In any event,Jones left the medical center in June 2005 and eventually moved out of state, letting his Texas license lapse. He now holds licenses in Virginia, Hawaii, the District of Columbia and Florida, according to public records. He has been working at an unidentified facility in the Miami area in recent months, according to published reports. He applied for and received the Florida license last August because no negative information about him was on file with the national registry for nursing boards. Since the Texas board  had not filed charges, there had been nothing to report.
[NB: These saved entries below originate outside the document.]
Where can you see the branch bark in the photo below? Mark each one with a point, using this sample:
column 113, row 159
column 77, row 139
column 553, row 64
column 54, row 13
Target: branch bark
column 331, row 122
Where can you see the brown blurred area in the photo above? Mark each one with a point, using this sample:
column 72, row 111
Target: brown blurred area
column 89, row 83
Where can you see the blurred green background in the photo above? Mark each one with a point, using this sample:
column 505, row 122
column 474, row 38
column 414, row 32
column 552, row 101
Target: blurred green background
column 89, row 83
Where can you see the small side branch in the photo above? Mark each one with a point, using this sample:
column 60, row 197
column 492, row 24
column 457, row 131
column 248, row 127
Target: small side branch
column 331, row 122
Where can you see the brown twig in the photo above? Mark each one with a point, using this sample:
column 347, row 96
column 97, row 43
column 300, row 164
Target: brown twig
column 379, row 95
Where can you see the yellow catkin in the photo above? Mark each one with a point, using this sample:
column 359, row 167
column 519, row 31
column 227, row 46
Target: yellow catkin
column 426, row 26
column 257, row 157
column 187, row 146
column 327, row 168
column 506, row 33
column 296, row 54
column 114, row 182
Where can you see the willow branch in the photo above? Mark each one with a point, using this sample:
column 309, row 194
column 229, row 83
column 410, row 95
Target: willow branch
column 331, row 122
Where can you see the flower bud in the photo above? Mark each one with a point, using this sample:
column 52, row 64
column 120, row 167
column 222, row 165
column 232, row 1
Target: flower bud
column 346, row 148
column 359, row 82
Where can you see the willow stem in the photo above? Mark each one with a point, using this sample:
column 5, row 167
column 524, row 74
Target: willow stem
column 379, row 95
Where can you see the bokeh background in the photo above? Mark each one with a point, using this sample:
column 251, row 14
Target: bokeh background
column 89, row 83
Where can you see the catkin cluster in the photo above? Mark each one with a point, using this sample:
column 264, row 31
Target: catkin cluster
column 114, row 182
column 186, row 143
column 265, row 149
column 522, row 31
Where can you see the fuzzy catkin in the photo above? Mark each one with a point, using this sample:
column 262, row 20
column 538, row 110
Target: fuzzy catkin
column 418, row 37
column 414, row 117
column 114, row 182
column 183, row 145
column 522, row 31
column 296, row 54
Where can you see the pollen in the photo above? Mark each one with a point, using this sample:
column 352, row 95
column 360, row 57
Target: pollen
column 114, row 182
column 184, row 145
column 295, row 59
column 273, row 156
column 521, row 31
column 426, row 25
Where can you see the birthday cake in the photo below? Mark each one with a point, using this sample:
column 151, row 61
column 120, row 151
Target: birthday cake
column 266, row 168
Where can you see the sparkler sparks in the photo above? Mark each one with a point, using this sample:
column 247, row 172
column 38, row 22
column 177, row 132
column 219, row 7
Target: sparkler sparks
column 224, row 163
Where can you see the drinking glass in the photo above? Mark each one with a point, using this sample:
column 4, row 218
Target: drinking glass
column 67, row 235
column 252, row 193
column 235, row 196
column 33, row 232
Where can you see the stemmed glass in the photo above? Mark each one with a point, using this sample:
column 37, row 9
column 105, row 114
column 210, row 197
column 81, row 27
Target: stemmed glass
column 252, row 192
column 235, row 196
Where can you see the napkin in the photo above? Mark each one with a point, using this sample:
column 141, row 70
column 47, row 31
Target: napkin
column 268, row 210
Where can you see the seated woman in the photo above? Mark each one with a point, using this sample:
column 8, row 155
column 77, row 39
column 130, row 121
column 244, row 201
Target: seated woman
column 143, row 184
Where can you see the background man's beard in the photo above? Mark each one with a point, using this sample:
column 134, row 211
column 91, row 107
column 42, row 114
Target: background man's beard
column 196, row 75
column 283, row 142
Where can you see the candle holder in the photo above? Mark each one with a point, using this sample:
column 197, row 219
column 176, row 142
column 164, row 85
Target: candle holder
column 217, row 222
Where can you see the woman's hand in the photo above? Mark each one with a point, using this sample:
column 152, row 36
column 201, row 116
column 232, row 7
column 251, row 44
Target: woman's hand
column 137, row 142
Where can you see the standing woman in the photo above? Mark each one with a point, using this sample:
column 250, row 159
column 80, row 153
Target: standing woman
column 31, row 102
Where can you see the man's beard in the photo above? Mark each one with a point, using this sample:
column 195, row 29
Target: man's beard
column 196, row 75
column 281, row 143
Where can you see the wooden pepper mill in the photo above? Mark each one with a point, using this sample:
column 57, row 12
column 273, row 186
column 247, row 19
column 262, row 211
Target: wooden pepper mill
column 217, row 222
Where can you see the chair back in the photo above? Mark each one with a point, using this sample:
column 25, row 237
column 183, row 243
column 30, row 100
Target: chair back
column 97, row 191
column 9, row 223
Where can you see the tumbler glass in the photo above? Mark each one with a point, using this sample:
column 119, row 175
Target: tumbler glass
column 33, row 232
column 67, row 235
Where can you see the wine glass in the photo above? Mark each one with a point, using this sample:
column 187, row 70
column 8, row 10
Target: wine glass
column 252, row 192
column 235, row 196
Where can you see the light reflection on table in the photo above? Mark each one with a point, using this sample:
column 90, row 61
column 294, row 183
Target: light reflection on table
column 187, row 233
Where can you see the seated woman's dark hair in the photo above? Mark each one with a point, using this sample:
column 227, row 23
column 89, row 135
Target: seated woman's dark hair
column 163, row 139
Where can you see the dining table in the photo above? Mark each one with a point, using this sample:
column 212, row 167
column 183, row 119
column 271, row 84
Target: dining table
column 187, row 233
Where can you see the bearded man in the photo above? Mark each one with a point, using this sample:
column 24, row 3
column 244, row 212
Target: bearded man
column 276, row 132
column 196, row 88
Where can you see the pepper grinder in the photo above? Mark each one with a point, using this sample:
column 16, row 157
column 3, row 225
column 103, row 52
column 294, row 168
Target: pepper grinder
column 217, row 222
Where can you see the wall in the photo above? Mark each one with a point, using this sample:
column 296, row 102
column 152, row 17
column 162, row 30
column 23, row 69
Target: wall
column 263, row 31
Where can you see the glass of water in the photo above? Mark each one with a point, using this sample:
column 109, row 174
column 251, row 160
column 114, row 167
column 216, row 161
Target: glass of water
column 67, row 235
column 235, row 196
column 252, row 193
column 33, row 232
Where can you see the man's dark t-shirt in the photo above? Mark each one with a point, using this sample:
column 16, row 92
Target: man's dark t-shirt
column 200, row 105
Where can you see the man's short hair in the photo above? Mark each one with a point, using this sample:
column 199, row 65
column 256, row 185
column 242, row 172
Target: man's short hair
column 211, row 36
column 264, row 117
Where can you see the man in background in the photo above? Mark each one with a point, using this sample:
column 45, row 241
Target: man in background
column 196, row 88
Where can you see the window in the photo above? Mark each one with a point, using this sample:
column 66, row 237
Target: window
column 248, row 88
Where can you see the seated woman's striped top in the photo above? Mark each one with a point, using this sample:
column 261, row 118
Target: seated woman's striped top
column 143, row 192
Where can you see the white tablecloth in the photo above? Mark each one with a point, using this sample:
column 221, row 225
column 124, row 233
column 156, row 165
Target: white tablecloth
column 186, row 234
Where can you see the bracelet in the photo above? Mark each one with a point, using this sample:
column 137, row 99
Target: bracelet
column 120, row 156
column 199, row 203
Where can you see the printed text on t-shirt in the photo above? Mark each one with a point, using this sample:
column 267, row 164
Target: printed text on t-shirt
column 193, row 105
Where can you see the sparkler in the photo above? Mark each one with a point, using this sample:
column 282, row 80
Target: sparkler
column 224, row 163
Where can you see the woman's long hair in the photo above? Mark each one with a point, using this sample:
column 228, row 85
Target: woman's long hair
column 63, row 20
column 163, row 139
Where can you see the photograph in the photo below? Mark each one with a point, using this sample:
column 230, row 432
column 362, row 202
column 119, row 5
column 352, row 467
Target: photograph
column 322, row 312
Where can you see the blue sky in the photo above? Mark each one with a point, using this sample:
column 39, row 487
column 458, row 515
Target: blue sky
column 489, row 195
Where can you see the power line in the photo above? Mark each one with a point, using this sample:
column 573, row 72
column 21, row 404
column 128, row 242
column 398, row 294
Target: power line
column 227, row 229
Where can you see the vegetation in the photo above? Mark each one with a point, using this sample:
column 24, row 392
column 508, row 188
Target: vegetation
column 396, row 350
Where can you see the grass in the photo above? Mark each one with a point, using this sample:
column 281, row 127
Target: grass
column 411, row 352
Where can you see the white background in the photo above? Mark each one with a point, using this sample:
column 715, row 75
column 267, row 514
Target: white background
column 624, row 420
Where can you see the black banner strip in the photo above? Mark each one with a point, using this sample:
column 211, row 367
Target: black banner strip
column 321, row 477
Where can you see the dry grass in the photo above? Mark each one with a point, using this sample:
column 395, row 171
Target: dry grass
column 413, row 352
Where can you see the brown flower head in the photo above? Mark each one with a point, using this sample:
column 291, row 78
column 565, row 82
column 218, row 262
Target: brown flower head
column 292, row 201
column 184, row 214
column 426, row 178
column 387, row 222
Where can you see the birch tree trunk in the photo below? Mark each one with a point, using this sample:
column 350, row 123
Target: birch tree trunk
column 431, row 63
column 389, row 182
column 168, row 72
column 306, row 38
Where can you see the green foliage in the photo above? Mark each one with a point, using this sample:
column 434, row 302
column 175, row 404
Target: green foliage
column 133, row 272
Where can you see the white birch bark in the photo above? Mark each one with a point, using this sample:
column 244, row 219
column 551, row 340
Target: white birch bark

The epidemiologists from CDC, the Army's medical service and state health department -- 14 in all, along with two doctors at the Beaumont Army Medical Center -- concluded that Jones, a nurse anesthetist, transmitted the Hepatitis C virus to 15 patients at the center between June and October 2004 by matching strains of the virus in the patients to that in Jones' own body. The written account of their study was presented at an infectious disease conference in June 2005, omitting the name of the nurse and the medical center.  
 
The FBI, following an investigation of more than two years and an indictment by a federal grand jury in Texas, arrested Jones, 45, a week ago at his home in Miami, public records show. The indictment charges him with aggravated assault against three of the patients who became infected, concluding that it happened as a result of a criminal act -- theft of narcotics that were intended for the patients.
 
Civil suits that were filed in Texas but were placed on hold while the FBI investigated the case suggest that Jones used a syringe to withdraw the painkiller fentanyl, intended for post-surgery patients at the center, and injected the fentanyl in his own body. The suits theorize that the nurse then used the contaminated syringe or contents of the vial on the patients. 
 
Jones  was released on a $200,000 bond, cosigned by his wife on condition that he not work as a nurse anesthetist and stay away from narcotics, according to the Miami Herald. His attorney, Ed O’Donnell, told the Herald this week that Jones is innocent. O'Donnell has not returned calls from Florida Health News.
 
Still unclear is where Jones has been working. The Florida Department of Health doesn’t know, and spokeswoman Susan Smith said Thursday that as far as she knows the department doesn’t plan to ask. She referred questions to the Miami-Dade Health Department.
 
The director of hepatitis investigations there, Lydia Sandoval, said Friday morning that she has no information other than what has been reported in the news. She said she will send a request to the department's attorneys as well as administrators asking whether they can legally check on where Jones has been working.  She receives hundreds of positive Hepatitis C lab reports each month in addition to those for Hepatitis A and B, and has only two employees to investigate for the whole county, she said. The only way to find a cluster of suspicious new Hep C infections would be through physician reports, she said, and doctors often forget to send them.